The second energy crisis is new. It is driven by climate change. It demands international co-operation rather than competition. While the first crisis leads politicians and businessmen to search out ever more oil and gas, the second demands that they radically reduce their economies’ dependence on hydrocarbons.
(9 July 2007)
Contributor Mark O’Sullivan writes:
Doesn’t specifically mention the geological limits of oil extraction but just wide of the mark – the energy crises he mentions arise from geopolitics and climate change, in his view. Still, impressive to see in the Financial Times
Iran’s Oil Industry: A House of Cards?
Gal Luft, IAGS Energy Security
At first glance, Iran looks like an energy superpower. It is the second largest oil producer in the Organization of Petroleum Exporting Countries (OPEC). It owns 11 percent of the world’s conventional oil reserves, second only to Saudi Arabia. It also sits on 16 percent of the world’s gas reserves, the largest reserve after Russia. With rising oil prices, Iran’s oil export revenues have increased steadily, from $32 billion in 2004, to $47 billion in 2006. Finally, its geographic position on the world’s most important energy corridor, the Strait of Hormuz, through which 40 percent of the world’s oil traffic passes, gives Iran the ability to disrupt the flow of oil to global markets.
A closer look, however, reveals that Iran’s energy sector is a house of cards. It is neglected, crumbling and underinvested. Many of its oil and gas fields are in dire need of foreign technical expertise to help reverse their natural decline.
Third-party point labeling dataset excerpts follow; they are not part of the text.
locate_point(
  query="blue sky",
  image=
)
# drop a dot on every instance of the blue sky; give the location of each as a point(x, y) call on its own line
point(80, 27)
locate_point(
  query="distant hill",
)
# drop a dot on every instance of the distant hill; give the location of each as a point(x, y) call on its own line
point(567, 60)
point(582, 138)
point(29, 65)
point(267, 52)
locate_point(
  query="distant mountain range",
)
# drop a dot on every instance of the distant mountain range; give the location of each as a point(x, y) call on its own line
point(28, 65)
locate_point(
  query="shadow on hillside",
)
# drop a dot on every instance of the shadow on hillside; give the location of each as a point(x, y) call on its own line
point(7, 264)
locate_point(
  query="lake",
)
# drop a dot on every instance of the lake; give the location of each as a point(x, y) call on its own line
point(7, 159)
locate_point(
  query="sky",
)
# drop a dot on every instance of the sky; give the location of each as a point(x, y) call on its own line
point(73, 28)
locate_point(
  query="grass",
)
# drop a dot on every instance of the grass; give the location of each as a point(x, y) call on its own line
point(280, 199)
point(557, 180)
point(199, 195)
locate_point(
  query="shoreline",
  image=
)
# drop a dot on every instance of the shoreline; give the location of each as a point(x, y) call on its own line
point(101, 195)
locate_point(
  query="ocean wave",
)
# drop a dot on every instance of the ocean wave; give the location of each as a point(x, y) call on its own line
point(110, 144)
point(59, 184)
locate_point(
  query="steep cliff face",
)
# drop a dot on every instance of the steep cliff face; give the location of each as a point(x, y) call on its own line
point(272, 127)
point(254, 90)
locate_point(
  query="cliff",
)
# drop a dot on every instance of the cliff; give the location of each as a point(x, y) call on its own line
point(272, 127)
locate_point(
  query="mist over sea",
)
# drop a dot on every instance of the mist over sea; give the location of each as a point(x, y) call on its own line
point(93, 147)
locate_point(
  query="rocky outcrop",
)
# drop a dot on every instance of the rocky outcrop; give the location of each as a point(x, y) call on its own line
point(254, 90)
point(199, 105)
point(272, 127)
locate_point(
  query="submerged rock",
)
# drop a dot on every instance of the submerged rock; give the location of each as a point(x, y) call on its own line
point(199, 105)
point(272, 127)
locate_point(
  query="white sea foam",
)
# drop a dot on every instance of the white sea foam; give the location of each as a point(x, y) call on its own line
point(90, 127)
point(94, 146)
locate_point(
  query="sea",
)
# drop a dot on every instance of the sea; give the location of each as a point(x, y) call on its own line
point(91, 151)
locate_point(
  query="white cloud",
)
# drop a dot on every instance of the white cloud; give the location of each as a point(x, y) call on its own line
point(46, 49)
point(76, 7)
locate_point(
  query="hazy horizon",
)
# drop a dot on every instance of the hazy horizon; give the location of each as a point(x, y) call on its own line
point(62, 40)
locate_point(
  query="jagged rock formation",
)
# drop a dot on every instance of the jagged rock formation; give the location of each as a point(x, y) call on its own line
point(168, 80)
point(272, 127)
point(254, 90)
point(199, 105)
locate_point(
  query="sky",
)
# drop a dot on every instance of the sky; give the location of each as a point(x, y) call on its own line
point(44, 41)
An analysis published last year in Proceedings, a journal of the National Academy of Sciences, asserts that, “Iran is suffering a staggering decline in revenue from its oil exports, and if the trend continues, income could virtually disappear by 2015.” Iran’s deputy oil minister, Mohammed Hadi Nejad-Hosseinian, confirmed recently that, “if the projects for increasing the capacity of the oil and protection of the oil wells will not happen, within ten years there will not be any oil for export.”
Oil may be Iran’s greatest strength, but it is also Iran’s greatest weakness. As such, the debate in the West on how to prevent Iran from developing nuclear weapons should focus less on the risky military option, or the seemingly ineffective diplomatic option, and more on a comprehensive economic warfare strategy that targets Iran’s energy sector. With oil exports accounting for half the government’s budget and around 80 to 90 percent of total export earnings, the surest strategy to bring down Tehran’s Islamic regime is to break its economic backbone.
Dr. Gal Luft is executive director of IAGS. This article was originally published in inFocus Summer 2007.
(July 2007)
The Institute for the Analysis of Global Security (IAGS) is an American think tank which lobbies for energy independence in the U.S. national interest. Advisors include R. James Woolsey and Robert McFarlane. From the About IAGS page:
IAGS seeks to promote public awareness to the strong impact energy dependency has on our economy and security and to the myriad of technological and policy solutions that could help us move into an era of energy independence, and increase peace, prosperity and stability in the world.